The number pi stands apart, according to David H. Bailey and Jonathan Borwein. Unique among mathematical constants, it captures the fascination of both professional mathematicians and the public. Pi is also, they argue, the only mathematical topic from antiquity still being researched today.

Writing in "Pi Day Is Upon Us Again and We Still Do Not Know if Pi Is Normal," published in the March issue of the American Mathematical Monthly, Bailey (Lawrence Berkeley National Laboratory) and Borwein (Centre for Computer Assisted Research Mathematics and its Applications, University of Newcastle) recap the history of pi and describe recent research on whether pi is normal, that is, whether its digits are statistically random in a specific sense.

Before they get into the math — before they explain the Salamin-Brent algorithm or discuss the benefits of displaying the digits of pi graphically as a random walk — Bailey and Borwein list a sampling of pi's plentiful appearances in popular culture.

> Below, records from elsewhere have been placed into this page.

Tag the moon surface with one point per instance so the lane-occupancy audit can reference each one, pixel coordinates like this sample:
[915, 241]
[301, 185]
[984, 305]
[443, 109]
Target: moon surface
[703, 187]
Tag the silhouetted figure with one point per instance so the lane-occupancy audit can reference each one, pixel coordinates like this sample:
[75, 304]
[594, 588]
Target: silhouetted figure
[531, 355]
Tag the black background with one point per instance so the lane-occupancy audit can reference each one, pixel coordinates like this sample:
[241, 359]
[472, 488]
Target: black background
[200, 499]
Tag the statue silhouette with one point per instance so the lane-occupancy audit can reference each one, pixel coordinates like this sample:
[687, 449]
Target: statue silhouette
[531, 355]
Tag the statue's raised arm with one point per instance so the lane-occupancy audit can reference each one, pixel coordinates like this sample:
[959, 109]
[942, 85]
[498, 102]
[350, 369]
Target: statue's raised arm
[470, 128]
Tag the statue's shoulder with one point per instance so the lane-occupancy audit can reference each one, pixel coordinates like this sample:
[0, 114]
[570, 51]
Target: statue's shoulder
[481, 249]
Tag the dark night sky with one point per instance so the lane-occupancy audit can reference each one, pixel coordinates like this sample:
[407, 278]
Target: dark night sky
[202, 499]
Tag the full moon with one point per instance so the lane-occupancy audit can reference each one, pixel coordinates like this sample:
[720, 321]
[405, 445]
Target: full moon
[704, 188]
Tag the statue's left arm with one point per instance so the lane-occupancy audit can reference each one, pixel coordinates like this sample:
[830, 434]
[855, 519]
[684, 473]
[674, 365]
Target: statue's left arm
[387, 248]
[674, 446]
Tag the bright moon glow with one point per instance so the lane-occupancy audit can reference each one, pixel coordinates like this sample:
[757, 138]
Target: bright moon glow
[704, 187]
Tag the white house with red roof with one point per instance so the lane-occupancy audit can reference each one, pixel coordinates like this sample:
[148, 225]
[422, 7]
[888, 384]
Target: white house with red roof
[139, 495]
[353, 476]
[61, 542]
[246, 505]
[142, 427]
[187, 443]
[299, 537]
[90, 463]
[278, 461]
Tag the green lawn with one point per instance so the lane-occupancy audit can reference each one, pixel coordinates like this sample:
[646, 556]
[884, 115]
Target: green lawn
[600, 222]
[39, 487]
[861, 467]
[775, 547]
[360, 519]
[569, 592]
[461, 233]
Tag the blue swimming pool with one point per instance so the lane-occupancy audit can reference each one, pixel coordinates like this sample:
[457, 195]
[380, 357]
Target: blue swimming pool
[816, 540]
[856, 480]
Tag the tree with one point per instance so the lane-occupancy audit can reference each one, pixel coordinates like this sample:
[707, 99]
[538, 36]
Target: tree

There are piems (phrases or verse whose letter count, ignoring punctuation, gives the digits of pi), a New York Times puzzle prominently featuring the constant, and numerous television and movie cameos.

When, for instance, a 1993 episode of The Simpsons had Apu proclaiming the 40,000th digit of pi to be 1, it was Bailey who furnished the screenwriters with that fact.

Game Changer

The paper's primary contribution to the literature, though, isn't its catalog of pi sightings, or even the run-down of advances in pi-related research that follows. The take-home, says Bailey, is the argument that "modern computing technology has fundamentally changed the game for the analysis of pi and other well-known mathematical constants."

In the paper's conclusion, the authors note that while many basic questions about pi remain unanswered, "the advent of the computer might at last give humankind the power to answer some of them."